Unser Partner in Chile war auch von dem Erdbeben betroffen. Hier ist ein Brief.

Am Ende unseres Lebens geht es nicht um die Frage: wie viel habe ich geliebt, wie viel wurde ich geliebt – sondern wie viel Liebe bin ich geworden?
Nach Willigis Jäger

Santiago, März 2010

Unsere lieben Freundinnen und Freunde:

Danke für eure Mitsorge und Liebe!

In wenigen Minuten kann die Welt plötzlich ganz anders aussehen – fast wie nach einem Bombeneinschlag. Alles Materielle ist nicht mehr wichtig – nur noch das Leben. Wichtige Termine, Arbeitspläne, Briefe, Mails fallen ins Nichts…

Ich hatte noch ein Totengebet in der Nacht gehabt und war noch nicht eingeschlafen, als das Beben am Samstag um 3:34 Uhr begann. Während die Erde bebte, das Haus hin und her schwankte, Schränke und Regale tanzten und vieles, was nicht niet- und nagelfest war, auf dem Boden landete, beteten wir mit Maruja im Schutz des Türrahmens.

Mit einem Mal war es stockdunkel, die Hunde waren anscheinend geschockt, so dass ihr Gebell erst gleichzeitig mit dem verzweifelten Aufschreien der Nachbarn einsetzte. Dann sofort die Sorge um die Nachbarn, unsere Freiwilligen und die Mitarbeiter. Alle Nachbarn waren dankbar, den Schrecken gut überstanden zu haben – die Sachschäden würden sich beheben lassen.

Nun versuchten wir mit Maruja unsere Freiwilligen und Mitarbeiter anzurufen. Aber weder per Telefon noch per Handy war es möglich. So fuhr ich los, um nach unseren Freiwilligen und Mitarbeitern zu sehen, so weit das Benzin reichte. Zum Glück war niemand von ihnen verletzt worden. Einige Strassen waren inzwischen gesperrt von umgekippten Strommasten oder eingefallenen Mauern, die geparkte Autos zerquetscht hatten. Die Leute halfen sich gegenseitig, viele richteten sich ein, auf der Strasse zu übernachten aus Angst vor den unsicheren Hauswänden und den Nachbeben, die noch anhalten.

Am Morgen ging es darum, dass alle Kranken und verwundeten Nachbarn in unserem Gesundheitszentrum versorgt werden konnten, obwohl Wasser und Strom ausfiel. Das Wasser kam wieder, aber der Strom fehlt immer noch, was den Dienst an den Kranken besonders nachts enorm behindert.

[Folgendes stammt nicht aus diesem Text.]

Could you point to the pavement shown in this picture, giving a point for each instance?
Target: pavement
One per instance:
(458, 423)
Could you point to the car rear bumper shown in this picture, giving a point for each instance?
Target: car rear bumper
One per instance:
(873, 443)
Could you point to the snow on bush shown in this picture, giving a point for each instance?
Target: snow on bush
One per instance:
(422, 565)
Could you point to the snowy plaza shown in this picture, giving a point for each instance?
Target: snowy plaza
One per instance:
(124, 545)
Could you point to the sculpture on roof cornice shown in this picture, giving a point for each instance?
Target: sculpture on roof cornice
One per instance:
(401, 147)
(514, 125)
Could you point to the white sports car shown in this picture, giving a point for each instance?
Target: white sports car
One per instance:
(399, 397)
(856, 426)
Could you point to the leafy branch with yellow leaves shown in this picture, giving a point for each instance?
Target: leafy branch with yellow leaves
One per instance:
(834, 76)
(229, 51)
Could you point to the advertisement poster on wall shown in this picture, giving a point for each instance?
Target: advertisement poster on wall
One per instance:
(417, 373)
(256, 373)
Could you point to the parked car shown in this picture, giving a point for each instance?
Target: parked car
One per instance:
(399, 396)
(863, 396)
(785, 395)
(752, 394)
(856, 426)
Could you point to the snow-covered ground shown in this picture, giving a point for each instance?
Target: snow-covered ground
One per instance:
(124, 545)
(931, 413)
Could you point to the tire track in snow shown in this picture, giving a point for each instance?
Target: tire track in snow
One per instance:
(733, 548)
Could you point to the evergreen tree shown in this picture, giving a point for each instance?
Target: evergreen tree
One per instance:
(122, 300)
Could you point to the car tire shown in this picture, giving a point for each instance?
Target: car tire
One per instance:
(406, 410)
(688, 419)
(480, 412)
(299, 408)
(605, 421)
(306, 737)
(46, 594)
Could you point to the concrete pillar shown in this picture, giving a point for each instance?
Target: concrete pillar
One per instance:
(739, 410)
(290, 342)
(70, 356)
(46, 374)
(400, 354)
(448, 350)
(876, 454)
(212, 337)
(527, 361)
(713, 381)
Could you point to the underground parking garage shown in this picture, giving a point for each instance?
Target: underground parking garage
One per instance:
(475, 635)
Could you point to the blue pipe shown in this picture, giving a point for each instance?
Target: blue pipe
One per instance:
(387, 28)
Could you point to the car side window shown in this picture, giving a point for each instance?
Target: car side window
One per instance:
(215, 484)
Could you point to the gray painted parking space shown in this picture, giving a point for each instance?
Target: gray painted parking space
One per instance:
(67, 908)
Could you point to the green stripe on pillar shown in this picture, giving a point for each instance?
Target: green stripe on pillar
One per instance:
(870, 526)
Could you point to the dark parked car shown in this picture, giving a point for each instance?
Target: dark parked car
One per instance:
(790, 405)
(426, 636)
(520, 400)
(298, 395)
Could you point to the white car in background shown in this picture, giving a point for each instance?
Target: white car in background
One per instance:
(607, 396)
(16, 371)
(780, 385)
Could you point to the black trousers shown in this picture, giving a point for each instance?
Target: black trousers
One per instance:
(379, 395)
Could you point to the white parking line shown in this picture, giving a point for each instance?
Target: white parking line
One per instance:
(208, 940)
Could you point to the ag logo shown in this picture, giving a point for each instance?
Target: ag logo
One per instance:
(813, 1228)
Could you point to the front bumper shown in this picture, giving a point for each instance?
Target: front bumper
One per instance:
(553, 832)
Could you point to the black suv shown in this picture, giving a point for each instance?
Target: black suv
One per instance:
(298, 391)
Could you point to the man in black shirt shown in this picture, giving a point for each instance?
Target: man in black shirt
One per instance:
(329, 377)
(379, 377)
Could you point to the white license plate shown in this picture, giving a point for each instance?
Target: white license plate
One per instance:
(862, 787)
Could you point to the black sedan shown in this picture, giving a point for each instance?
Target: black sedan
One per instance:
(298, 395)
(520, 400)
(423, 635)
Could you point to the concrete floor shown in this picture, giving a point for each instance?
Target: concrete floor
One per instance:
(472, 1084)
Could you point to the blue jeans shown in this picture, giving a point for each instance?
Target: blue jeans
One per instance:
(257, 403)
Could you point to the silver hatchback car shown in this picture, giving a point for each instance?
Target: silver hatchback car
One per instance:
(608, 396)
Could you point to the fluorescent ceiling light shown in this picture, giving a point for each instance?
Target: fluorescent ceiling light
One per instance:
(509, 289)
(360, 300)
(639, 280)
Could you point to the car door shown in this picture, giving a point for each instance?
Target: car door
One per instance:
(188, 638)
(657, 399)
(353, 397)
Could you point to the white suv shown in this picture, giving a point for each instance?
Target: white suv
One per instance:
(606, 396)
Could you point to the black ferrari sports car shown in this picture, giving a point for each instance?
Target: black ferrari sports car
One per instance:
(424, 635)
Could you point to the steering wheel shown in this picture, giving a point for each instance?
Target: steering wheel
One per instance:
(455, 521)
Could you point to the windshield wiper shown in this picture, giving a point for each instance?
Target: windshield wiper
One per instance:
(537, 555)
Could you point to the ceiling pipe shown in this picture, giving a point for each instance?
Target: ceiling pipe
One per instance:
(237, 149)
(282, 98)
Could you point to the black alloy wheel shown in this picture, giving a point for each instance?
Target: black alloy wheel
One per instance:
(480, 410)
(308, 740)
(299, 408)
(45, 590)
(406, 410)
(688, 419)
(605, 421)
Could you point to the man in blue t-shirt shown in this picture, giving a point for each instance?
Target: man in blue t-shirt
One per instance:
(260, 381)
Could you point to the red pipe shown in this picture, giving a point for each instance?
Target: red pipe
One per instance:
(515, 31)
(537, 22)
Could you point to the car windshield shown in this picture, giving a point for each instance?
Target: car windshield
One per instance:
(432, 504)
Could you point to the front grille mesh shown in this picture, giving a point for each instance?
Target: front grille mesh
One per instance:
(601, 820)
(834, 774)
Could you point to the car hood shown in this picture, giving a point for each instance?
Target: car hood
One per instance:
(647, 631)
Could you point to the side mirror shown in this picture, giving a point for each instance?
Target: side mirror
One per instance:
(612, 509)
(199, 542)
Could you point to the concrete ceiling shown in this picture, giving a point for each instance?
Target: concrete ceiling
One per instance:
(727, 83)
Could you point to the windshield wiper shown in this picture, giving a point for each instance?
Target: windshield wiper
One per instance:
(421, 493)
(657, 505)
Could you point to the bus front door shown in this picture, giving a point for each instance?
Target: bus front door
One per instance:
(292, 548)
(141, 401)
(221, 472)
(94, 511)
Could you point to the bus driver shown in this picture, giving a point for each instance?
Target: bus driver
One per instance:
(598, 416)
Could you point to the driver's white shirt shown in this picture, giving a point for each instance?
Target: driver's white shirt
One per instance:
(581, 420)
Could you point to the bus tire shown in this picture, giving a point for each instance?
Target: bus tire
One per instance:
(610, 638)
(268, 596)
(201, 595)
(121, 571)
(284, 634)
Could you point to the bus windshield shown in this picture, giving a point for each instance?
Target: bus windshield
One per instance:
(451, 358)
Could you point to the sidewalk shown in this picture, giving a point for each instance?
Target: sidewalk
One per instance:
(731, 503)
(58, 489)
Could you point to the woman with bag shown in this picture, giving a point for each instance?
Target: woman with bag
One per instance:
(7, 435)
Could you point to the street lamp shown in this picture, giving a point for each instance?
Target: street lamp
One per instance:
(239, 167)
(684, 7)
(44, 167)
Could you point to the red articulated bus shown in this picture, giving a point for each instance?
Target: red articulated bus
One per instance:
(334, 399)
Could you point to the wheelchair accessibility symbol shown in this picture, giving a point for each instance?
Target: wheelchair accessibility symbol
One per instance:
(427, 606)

Unsere besondere Sorge gilt weiter den Mitarbeitern und ihren Familien. Den Sachschaden der Gebäude und Einrichtungen der Fundación Cristo Vive können wir nur grob einschätzen. Er liegt zwischen Euro 10 und Euro 15.000.

Im Vergleich zu den unbeschreiblichen Schäden, die vor allem Menschen in den Küstengebieten und südlich von Santiago erlitten haben, dürfen wir nicht klagen. In der Comunidad Cristo Vive in Quinta Bella werden wir morgen abend einen Solidaritätsakt organisieren, um Hilfsgüter zu sammeln. Eine Gruppe unserer Mitarbeiter aus dem Gesundheitszentrum hat sich mit Unterstützung der Kollegen beim Nationalen Hilfsdienst zum Einsatz bereit erklärt und wird uns im Katastrophengebiet vertreten.

Vielleicht habt ihr gehört von den Überfällen der Leute auf Supermärkte und Lebensmittellager – einige vandalistischer und gewalttätiger Art, so dass Polizei und Militär eingesetzt wurden. Das hat uns schwer betroffen, denn die meisten Menschen brauchten Essen und Hilfe, die nicht zu sehen war. Andererseits wollten die Supermärkte (auch in Santiago) nicht verkaufen, weil sie wegen fehlender Elektrizität die Käufe nicht registrieren konnten. Das hat bei den Betroffenen große Wut ausgelöst, die Kriminelle gleichzeitig ausgenützt haben, um ihr Handwerk zu treiben. Das sah wiederum aus wie ein soziales und moralisches Erdbeben.

In all den Wirren habe ich immer wieder das Glück, Wunderbares zu erleben. Als ich am Samstag nachmittag eineinhalb Stunde Schlange für Benzin hinter mir hatte, wollte ich nach unserem Mitarbeiter schauen, der unser Büro in der Berufsschule hütet. Von weitem sah ich schon einen riesigen Volksauflauf vor unserem Eingangstor und dachte an einen Unfall. Aber ich landete inmitten einer Menschenmasse, bewaffnet mit Eimern, Kanistern, Kochtöpfen, Plastikflaschen und anderen Behältern.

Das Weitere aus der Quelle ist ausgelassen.